Wednesday, July 1, 2009

There are Trends Lurking on our Bestseller Lists--Short and Funny Ones

There are trends lurking in our bestseller lists. I don't know if it's a reflection of our store or what's selling, but here are our top 15 nonfiction paperback bestsellers for last week. There are some events (like the book at #1) and some special orders (like the book at #2) but see if you can spot what was almost screaming at me...

1. The New Jew, by Sally Srok Friedes
2. Mirroring People, by Marco Iacobani
3. Sex, drugs and Cocoa Puffs, by Chuck Klosterman
4. Mary Nohl, by Barbara Manger and Jeanine Smith
5. Killing Yourself to Live, by Chuck Klosterman
6. Drunkard's Walk, by Leonard Mlodinow
7. When You are Engulfed in Flames, by David Sedaris
8. Chuck Klosterman IV, by Chuck Klosterman
9. My Stroke of Insight, by Jill Bolt Taylor
10. Monster of Florence, by Douglas Preston
11. Dreams from my Father, by Barack Obama
12. I was Told There'd be Cake, by Sloane Crosley
13. Idiot Girl and the Flaming Tantrum of Death, by Laurie Notaro
14. Could it be B12, by Sally Pacholok
15. I hope they Serve Beer in Hell, by Tucker Max

We're selling a lot of short-form humor columns.

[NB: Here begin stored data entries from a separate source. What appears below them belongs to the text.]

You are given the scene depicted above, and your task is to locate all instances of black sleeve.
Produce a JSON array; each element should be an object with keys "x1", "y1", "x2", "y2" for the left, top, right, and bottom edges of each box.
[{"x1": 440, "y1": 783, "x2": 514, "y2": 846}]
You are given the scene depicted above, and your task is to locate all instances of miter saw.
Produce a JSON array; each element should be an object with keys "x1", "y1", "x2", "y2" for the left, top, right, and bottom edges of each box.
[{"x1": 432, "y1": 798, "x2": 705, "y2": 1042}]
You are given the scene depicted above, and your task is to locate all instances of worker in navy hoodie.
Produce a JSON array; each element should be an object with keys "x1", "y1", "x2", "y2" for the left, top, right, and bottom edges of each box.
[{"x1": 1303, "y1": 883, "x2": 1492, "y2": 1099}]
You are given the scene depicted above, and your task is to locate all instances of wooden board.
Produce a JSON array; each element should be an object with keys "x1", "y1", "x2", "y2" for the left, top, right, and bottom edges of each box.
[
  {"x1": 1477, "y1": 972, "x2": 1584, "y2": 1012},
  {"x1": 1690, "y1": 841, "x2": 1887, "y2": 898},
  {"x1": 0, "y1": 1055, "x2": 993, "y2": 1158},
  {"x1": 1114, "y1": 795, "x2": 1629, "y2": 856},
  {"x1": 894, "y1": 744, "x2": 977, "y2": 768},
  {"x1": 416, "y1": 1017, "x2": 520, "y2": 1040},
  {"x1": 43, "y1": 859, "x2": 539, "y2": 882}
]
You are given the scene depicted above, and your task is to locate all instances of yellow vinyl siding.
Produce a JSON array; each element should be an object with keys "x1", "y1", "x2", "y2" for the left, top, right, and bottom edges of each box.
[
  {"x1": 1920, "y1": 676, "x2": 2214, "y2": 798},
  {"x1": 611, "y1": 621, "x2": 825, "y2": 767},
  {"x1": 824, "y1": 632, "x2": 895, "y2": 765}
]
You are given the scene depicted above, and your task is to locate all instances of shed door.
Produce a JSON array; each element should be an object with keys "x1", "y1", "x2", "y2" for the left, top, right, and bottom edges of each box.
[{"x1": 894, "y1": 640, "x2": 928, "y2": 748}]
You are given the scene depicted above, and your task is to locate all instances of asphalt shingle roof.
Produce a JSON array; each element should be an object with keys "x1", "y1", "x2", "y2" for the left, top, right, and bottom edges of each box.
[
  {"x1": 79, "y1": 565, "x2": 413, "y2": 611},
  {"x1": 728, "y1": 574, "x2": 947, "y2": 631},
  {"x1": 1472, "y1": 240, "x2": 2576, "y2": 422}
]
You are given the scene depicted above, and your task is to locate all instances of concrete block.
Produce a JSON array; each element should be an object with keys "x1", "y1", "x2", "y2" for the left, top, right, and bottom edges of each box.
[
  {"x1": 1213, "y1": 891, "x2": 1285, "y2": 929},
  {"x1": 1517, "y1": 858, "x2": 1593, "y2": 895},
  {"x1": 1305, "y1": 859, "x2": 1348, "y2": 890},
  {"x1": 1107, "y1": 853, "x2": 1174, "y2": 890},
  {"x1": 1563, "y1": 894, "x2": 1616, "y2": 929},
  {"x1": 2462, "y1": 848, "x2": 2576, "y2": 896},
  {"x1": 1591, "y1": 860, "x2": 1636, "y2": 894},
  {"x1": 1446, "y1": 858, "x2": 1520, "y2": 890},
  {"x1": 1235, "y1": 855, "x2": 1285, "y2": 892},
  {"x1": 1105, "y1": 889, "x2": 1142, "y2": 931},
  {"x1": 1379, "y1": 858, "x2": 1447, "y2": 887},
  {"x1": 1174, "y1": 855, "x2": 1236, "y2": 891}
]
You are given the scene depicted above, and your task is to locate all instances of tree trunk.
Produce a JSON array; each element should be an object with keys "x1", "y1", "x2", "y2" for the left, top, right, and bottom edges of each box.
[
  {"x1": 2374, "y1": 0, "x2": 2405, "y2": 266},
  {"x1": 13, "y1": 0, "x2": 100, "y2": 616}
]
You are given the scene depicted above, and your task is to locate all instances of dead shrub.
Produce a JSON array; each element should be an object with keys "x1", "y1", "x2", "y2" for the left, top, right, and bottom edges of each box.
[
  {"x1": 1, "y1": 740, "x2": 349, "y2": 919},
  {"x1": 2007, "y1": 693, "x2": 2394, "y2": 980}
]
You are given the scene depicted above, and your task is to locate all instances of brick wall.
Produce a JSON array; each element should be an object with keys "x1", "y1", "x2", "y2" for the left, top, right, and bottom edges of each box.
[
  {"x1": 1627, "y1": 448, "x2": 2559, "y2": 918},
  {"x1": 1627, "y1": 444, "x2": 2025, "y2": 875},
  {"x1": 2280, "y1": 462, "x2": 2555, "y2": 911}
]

OK, Klosterman was an event. But it's interesting to me that our best-selling backlist book from him by far was Sex Drugs and Cocoa Puffs, whereas with most authors, the Ian Frazier or Bill Bryson or Dave Barry columns would be considered a filler release between the long-form narratives.

And of course there's Sedaris. And Laurie Notaro, who Downer has always sold. And Sloane Crosley. And Tucker Max.

Is this us, is it of the moment, is this a real national trend? I have no idea. But Jason was talking to Marie at Vroman's who mentioned that there short stories are also trending upwards. Could it be what booksellers have been saying for at least 20 years (it was a tired remark when I started in books many years ago), that busy folks should consider short stories and essays?

Is it time for us to pull out our short stories from the catchall fiction section, in the way we've dreamed (nothing is new of course, Unabridged in Chicago has done this forever)?

The more Jason and I talked about it, the more we realized that our humor and pop and bio sections are a mishmash of titles that could be browsed more successfully in different configurations. I promised we would shakeup a lot of sections, but oh, the day is so tiring. And it's time to set up chairs for Eric Dregni's event. And I really have to get the Saturn Press card order done.

But you never know, you just might walk in and see us actually do a section change we promised. Keep posted, and we'll let you know how it goes.